A Kentridge se lo ve caminando de un lado a otro en los cortometrajes de Siete fragmentos para George Méliès —serie realizada en honor al cineasta francés— y Viaje a la luna. Se lo ve también en plena transformación, pasando del dibujo a la carne, pensando entre las paredes del taller, caminando sobre su propio pensamiento. Todos los movimientos son el movimiento: todos los yoes son el yo que puede intercambiar sus piezas y ser otro, cada vez otro. La muestra recoge también los Cuadernos de Egipto (entre ellos La tragedia de Isis y Paisaje nubio), que son expresión de esa idea constante de Kentridge que relaciona la metamorfosis de los hombres con la fortuna (de ahí el título de la muestra). “En otras palabras —escribe la curadora de la exposición, Lilian Tone—, podríamos entenderla (la noción de fortuna) como una especia de casualidad dirigida o la manipulación de la suerte donde hay posibilidades y predeterminación”.

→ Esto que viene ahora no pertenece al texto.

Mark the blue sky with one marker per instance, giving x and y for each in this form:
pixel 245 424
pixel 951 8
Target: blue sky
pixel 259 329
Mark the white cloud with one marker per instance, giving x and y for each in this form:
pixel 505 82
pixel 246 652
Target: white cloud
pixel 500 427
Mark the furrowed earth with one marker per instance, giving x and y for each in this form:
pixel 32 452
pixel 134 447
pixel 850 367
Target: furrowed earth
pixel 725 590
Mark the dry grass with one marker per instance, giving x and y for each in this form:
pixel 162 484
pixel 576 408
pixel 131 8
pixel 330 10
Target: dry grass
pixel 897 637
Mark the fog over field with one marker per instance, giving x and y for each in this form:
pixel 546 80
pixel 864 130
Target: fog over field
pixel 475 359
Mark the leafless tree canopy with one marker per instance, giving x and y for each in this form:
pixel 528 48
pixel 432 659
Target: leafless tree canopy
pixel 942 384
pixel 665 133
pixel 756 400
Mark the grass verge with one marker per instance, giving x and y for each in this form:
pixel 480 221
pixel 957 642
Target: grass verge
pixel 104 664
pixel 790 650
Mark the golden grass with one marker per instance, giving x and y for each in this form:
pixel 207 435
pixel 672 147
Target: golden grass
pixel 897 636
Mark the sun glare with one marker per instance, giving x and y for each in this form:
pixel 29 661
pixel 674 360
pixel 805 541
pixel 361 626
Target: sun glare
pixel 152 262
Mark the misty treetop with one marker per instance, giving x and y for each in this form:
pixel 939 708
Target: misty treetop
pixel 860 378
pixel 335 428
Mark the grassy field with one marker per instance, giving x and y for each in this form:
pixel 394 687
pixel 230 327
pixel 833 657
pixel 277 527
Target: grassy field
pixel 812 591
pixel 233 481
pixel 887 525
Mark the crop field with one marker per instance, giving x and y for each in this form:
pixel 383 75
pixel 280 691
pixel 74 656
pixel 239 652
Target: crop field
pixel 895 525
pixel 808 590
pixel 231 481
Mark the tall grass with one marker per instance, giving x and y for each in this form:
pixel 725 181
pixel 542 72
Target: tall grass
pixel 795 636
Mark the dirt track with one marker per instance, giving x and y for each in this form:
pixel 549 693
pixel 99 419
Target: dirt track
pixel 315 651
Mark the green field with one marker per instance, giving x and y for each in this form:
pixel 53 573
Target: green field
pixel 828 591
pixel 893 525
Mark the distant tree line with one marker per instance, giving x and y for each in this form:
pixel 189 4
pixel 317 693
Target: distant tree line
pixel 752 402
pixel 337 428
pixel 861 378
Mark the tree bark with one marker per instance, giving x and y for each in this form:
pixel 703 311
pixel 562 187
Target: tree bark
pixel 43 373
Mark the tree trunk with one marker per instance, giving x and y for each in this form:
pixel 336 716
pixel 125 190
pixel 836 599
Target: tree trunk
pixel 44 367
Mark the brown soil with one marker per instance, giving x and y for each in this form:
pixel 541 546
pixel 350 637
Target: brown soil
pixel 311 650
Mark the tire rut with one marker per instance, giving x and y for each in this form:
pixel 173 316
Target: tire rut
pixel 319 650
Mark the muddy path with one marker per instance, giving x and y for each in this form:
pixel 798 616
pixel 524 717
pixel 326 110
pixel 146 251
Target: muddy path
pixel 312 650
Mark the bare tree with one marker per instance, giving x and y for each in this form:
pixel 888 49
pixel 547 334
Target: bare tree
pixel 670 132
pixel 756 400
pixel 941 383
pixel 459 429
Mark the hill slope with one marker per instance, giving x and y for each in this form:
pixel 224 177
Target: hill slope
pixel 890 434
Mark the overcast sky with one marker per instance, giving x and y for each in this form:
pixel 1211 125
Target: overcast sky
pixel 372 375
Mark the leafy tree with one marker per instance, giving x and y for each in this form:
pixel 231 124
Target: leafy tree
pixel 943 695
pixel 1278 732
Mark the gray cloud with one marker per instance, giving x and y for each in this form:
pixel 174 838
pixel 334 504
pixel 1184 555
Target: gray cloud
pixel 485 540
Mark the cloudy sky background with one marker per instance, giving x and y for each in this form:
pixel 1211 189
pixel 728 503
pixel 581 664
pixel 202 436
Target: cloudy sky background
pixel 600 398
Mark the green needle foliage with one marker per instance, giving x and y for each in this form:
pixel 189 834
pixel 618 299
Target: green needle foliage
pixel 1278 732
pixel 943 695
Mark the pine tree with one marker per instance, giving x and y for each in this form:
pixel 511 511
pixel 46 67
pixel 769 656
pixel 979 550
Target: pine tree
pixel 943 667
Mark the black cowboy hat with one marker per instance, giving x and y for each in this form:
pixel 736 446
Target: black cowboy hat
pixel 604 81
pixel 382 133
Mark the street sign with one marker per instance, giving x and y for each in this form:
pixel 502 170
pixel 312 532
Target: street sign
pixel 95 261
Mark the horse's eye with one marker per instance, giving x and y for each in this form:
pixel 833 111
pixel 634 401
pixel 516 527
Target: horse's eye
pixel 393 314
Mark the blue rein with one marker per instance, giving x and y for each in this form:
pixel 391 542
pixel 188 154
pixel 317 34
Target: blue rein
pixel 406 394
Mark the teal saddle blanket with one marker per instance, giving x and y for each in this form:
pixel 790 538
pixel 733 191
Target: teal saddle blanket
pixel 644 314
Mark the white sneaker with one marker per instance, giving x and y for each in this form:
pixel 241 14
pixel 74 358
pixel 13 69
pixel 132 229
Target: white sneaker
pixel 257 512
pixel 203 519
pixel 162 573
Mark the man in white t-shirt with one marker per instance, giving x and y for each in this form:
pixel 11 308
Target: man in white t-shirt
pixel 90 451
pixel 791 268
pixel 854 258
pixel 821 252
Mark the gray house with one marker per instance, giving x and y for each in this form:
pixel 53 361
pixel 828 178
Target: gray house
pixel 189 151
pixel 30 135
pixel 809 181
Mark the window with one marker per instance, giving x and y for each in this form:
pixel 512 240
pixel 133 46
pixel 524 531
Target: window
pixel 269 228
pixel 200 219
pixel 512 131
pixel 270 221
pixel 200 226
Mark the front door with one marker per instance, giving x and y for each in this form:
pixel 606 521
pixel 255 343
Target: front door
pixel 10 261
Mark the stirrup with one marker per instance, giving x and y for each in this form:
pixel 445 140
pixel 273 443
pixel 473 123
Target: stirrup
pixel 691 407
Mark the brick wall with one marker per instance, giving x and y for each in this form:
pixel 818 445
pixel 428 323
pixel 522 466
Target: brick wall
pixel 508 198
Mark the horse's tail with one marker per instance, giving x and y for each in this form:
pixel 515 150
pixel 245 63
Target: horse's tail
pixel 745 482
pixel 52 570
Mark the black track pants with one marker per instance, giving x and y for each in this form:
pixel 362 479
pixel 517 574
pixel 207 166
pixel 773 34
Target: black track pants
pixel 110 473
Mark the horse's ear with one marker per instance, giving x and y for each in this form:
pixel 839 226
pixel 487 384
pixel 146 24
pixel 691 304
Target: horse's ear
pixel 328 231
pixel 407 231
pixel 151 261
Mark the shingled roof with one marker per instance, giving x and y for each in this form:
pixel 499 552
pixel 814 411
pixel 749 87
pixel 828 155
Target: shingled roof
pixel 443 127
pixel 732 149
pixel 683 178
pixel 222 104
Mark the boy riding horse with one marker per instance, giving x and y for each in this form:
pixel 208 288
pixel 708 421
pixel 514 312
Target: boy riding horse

En ese contexto, Kentridge relaciona la política con los individuos. Testigo del apartheid, Kentridge ha realizado un trabajo que proyecta la vida política a través de la expresión estética. “Kentridge deja claro —escribe la crítica de arte Carolina Rodríguez— que la metamorfosis en sus dibujos tiene una equivalencia con la construcción de la memoria de su país, una metáfora de las mutaciones, fracturas sociales e incluso de la geografía de su ciudad natal”. Ejemplos de esta inclinación son la serie Rúbricas (2012), Ubu cuenta la verdad (1996-1997), Lo que vendrá (ya ha llegado) y el corto Procesión de sombras (1999). Este último, en palabras de Rodríguez, recoge elementos del teatro y los combina con la animación. La mixtura permite reparar en sombras de papel que caminan sin destino, sin un fin determinado, con la utopía eterna en la cabeza y el dolor ampollado del camino en los pies.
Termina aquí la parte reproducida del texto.